Phase 2 (4-8 weeks):- Expansion of SCD, coverage of game events, provider conformal models.
- Schema compatibility autotests, migration simulator, metadata catalog.
- Key/party optimization, clustering/Z-order.
- Denormalization policies for Gold, SLA/value; star/snowflake templates.
- Auto-generation of documentation, lineage graph in dashboards.
- Regional directories and encryption keys, DR exercises.
19) Quality checklist
- Single keys and directories are approved.
- Silver in 3NF, SCD applied to "slow" measurements.
- Currencies/timezones are normalized; 'fx _ source' is fixed.
- DQ rules (FK/uniqueness/range/in_set) are active.
- Denormalizations documented, correctness tests passed.
- Linage and freshness/fullness metrics are visible on dashboards.

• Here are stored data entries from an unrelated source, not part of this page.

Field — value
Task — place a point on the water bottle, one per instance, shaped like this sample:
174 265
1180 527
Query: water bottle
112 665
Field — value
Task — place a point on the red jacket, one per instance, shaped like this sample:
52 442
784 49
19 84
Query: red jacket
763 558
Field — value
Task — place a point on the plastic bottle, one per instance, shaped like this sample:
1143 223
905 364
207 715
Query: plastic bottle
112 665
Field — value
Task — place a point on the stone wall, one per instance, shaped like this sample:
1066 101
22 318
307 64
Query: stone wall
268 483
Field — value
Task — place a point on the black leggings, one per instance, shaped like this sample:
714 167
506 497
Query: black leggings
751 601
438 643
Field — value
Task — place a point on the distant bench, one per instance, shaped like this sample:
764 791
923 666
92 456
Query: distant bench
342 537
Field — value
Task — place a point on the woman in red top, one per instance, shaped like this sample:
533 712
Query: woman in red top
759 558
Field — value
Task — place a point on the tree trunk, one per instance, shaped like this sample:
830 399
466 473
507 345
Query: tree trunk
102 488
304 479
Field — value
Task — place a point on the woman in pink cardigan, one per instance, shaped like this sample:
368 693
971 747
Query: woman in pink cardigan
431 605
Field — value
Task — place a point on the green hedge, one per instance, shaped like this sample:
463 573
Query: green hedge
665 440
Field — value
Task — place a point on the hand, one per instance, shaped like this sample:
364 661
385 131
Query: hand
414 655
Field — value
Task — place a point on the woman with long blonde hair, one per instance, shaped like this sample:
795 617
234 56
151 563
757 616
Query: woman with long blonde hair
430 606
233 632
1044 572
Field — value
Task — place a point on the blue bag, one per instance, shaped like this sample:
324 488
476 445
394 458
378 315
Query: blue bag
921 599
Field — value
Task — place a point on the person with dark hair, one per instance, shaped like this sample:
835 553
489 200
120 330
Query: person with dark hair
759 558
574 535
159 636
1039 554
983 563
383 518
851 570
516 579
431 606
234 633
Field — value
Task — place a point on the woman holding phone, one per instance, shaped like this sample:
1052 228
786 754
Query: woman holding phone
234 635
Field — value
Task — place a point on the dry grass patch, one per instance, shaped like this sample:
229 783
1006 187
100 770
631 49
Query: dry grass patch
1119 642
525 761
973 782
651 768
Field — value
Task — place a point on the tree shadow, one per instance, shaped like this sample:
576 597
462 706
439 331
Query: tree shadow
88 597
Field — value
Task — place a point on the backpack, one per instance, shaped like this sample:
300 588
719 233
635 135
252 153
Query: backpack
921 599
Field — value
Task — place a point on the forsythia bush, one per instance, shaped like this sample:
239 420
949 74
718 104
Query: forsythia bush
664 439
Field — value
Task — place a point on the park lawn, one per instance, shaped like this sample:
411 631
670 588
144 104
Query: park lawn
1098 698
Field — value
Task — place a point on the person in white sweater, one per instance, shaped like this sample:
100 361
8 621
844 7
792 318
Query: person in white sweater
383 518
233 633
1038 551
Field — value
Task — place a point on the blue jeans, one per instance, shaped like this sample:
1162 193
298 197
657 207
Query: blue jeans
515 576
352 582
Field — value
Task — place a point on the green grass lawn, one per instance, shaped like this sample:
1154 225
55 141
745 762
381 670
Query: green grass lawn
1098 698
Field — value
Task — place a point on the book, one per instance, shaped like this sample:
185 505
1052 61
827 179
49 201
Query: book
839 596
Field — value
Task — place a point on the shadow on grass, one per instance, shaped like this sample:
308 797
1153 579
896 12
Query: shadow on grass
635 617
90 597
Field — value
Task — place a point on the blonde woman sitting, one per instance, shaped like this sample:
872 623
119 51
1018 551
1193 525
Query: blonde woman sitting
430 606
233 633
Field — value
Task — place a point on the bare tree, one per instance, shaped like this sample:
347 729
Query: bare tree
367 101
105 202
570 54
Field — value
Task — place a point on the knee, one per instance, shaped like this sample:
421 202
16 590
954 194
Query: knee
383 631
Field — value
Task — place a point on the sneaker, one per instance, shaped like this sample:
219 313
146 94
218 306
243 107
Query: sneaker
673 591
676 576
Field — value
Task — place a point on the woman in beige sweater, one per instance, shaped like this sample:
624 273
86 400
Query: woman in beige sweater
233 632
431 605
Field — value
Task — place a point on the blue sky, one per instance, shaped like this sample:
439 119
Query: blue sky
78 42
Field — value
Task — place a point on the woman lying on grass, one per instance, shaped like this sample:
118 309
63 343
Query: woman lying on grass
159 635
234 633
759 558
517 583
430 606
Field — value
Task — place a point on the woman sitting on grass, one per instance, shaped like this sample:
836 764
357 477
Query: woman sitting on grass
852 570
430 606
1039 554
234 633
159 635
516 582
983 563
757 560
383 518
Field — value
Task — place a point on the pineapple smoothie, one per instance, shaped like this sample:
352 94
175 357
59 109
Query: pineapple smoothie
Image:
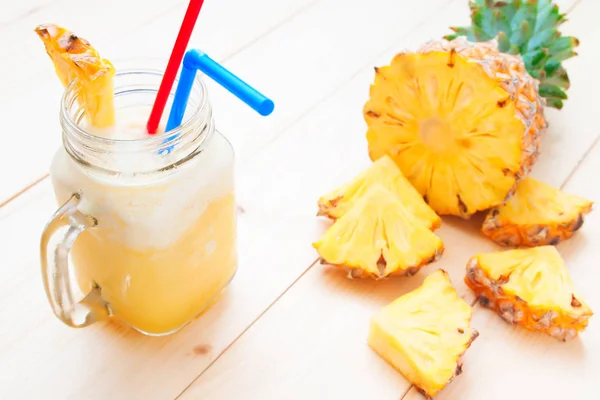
164 247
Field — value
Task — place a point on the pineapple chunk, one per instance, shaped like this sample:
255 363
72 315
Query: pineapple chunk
423 334
536 215
529 287
336 203
74 58
462 120
378 237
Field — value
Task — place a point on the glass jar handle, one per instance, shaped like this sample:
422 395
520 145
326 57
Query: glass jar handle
57 239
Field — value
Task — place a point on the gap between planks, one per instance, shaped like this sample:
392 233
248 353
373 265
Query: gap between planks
247 328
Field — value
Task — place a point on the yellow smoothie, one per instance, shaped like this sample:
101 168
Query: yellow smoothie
164 246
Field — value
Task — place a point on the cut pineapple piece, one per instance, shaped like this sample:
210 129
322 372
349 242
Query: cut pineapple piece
536 215
74 58
423 334
378 237
386 172
529 287
462 121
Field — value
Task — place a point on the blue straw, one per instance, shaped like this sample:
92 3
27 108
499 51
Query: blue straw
195 60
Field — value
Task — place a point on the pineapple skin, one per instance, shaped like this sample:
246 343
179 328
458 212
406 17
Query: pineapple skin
383 342
503 230
554 322
509 72
75 58
529 28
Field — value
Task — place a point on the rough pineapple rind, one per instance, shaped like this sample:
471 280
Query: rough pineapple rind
519 90
336 203
75 58
379 237
529 28
538 302
536 215
424 333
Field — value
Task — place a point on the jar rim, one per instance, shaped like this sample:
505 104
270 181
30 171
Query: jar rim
158 138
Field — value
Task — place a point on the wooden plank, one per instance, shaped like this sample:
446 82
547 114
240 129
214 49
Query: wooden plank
61 362
310 349
120 30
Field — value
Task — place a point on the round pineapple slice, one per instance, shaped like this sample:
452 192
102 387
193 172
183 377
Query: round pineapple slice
530 287
536 215
462 121
384 171
379 237
75 58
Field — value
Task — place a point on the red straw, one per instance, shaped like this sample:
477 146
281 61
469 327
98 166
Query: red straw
187 26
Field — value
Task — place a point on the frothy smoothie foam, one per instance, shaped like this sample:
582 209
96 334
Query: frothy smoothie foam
162 248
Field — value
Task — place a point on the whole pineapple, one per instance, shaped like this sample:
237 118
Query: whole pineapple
528 28
462 120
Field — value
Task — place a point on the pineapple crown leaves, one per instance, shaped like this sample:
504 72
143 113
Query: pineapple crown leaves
528 28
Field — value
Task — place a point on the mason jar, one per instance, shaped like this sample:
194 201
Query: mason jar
146 230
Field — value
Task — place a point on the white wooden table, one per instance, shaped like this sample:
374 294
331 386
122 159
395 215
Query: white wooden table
287 327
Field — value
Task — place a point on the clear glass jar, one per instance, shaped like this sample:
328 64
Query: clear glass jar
147 230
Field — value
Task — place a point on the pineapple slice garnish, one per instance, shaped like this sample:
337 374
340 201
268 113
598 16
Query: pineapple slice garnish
424 333
74 58
462 121
536 215
379 237
384 171
530 287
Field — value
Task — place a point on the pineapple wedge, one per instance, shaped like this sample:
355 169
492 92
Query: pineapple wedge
379 237
74 58
336 203
529 287
536 215
423 334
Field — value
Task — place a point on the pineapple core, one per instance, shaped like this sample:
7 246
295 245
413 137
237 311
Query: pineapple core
530 287
460 119
536 215
74 58
423 334
378 237
384 171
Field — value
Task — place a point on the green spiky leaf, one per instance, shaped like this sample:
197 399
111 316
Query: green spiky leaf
529 28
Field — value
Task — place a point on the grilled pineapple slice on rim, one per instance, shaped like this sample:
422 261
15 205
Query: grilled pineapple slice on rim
75 58
384 171
530 287
536 215
379 237
462 121
423 333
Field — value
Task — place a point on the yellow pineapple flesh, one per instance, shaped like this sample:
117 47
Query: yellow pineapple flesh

20) Frequent mistakes and how to avoid them
PII blending in analytics: separate mappings, use CLS/RLS.
Insufficient normalization of Silver: lead to 3NF, otherwise expensive support and reconciliation errors.
FX "per report": Rates should be captured on an event, not "backdated."
No SCD for key dimensions: lost RG/KYC/channel history.
Gold renormalization: redundant joins → managed denormalization.
Opaque evolution of schemes: use registry and consumer-tests.
21) The bottom line
Normalization is a Silver-level discipline: uniform keys and reference books, 3NF/BCNF for facts and measurements, correct history (SCD) and standardization of time/currencies. With such a "skeleton," Gold cases become predictable, reports are comparable, and the cost of ownership is controlled.